Inconsistent region numbers #10

gtzheng · 2024-02-15T15:13:54Z

Here is the code I used for tokenization:

from geniml.tokenization import ITTokenizer # or any other tokenizer
from geniml.io import RegionSet
import numpy as np

bed_file = '/project/shefflab/data/encode/ENCFF001SMI.bed.gz'
universe_file = '/project/shefflab/data/screen/cCREs.bed'

rs = RegionSet(bed_file)
tokenizer = ITTokenizer(universe_file)

print("number of regions:", len(rs))

all_tokens = tokenizer.tokenize(rs)
print("number of regions after tokenization:", len(all_tokens))

sel_indexes = np.random.permutation(len(rs))[0:200]
sel_rs = RegionSet([rs[i] for i in sel_indexes])
print("number of selected regions:", len(sel_rs))
tokens = tokenizer.tokenize(sel_rs)
print("number of selected regions after tokenization:", len(tokens))

The numbers of regions after tokenization seem inflated.
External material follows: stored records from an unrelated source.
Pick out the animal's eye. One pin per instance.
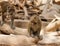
(34, 23)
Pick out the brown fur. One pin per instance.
(34, 26)
(7, 7)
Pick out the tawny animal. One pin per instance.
(34, 26)
(7, 8)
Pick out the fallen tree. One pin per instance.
(16, 40)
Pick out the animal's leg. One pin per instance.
(3, 19)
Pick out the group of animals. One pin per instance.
(34, 26)
(8, 9)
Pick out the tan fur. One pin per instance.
(35, 24)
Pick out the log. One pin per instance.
(16, 40)
(17, 31)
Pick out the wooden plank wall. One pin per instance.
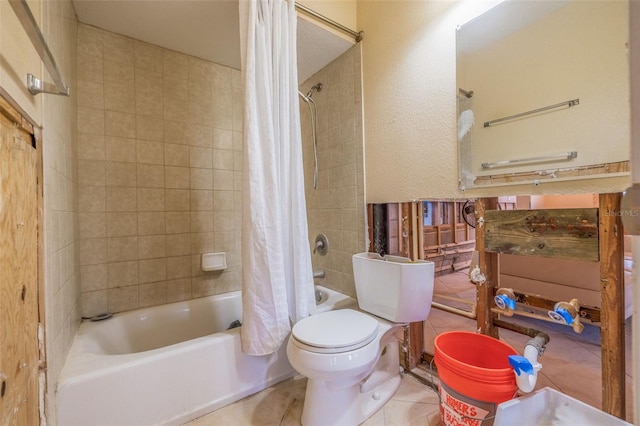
(585, 234)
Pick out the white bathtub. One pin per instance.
(167, 364)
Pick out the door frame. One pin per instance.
(10, 109)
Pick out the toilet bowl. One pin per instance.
(351, 358)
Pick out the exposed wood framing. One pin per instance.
(612, 296)
(589, 313)
(488, 263)
(557, 233)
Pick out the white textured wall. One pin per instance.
(18, 58)
(409, 74)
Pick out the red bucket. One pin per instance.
(475, 376)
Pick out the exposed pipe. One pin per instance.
(527, 366)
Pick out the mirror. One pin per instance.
(543, 92)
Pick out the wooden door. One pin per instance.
(19, 352)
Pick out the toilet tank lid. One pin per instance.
(335, 329)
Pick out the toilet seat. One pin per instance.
(335, 331)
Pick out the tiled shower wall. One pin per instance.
(336, 208)
(159, 172)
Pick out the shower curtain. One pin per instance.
(277, 279)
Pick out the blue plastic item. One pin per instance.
(502, 301)
(566, 316)
(520, 363)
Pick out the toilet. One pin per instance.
(350, 357)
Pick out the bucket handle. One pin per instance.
(433, 387)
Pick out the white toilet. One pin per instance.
(350, 357)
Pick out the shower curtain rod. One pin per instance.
(357, 35)
(35, 86)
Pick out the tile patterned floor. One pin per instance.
(571, 364)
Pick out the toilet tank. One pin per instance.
(392, 287)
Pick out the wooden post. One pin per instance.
(488, 263)
(612, 295)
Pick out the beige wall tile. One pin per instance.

number of regions: 1045378
number of regions after tokenization: 1055185
number of selected regions: 200
number of selected regions after tokenization: 201

nleroy917 · 2024-02-15T18:52:00Z

Hey @gtzheng
Thanks for opening this up. I guess I have two thoughts:

There definitely could be a bug or quirk and I'd love to investigate the tokenizers more to ensure they are working properly,
One reason you might experience an inflated amount of regions is because when tokenizing... I collect all regions it overlaps... if that makes sense. Here is a graphic:

One region in the query ends up overlapping with two universe regions so you will tokenize a single region and get back two tokens.

One thing I like to do as a sanity check is to use bedtools overlap to make sure the tokenizer is hitting things properly.
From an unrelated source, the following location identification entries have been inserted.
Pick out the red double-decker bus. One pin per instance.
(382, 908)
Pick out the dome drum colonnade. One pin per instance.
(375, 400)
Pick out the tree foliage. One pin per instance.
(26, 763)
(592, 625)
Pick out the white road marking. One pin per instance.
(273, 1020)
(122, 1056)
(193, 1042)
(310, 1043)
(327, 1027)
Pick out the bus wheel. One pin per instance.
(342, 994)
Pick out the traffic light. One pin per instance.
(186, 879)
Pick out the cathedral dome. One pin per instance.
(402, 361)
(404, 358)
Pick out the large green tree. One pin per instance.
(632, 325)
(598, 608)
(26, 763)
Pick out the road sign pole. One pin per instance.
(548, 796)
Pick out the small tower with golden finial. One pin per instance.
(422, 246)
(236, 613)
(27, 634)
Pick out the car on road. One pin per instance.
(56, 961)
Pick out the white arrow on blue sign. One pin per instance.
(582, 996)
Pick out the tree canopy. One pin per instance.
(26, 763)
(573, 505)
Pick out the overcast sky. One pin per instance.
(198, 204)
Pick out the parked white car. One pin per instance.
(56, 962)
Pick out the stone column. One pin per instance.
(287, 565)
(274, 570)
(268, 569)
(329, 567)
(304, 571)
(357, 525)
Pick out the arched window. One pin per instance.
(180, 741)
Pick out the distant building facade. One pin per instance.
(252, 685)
Let me know if you have any other thoughts!

gtzheng · 2024-02-15T19:14:30Z

I see. Thanks for the rely!
It does make sense to see inflated numbers if all overlapped regions are collected. Would it also be possible to return the most overlapped regions, so the output has the same number of regions as the input?

nleroy917 · 2024-02-15T19:15:59Z

Yeah, one option is just to return the first region it overlaps. I like the idea of returning the single one. It overlaps with the most, however.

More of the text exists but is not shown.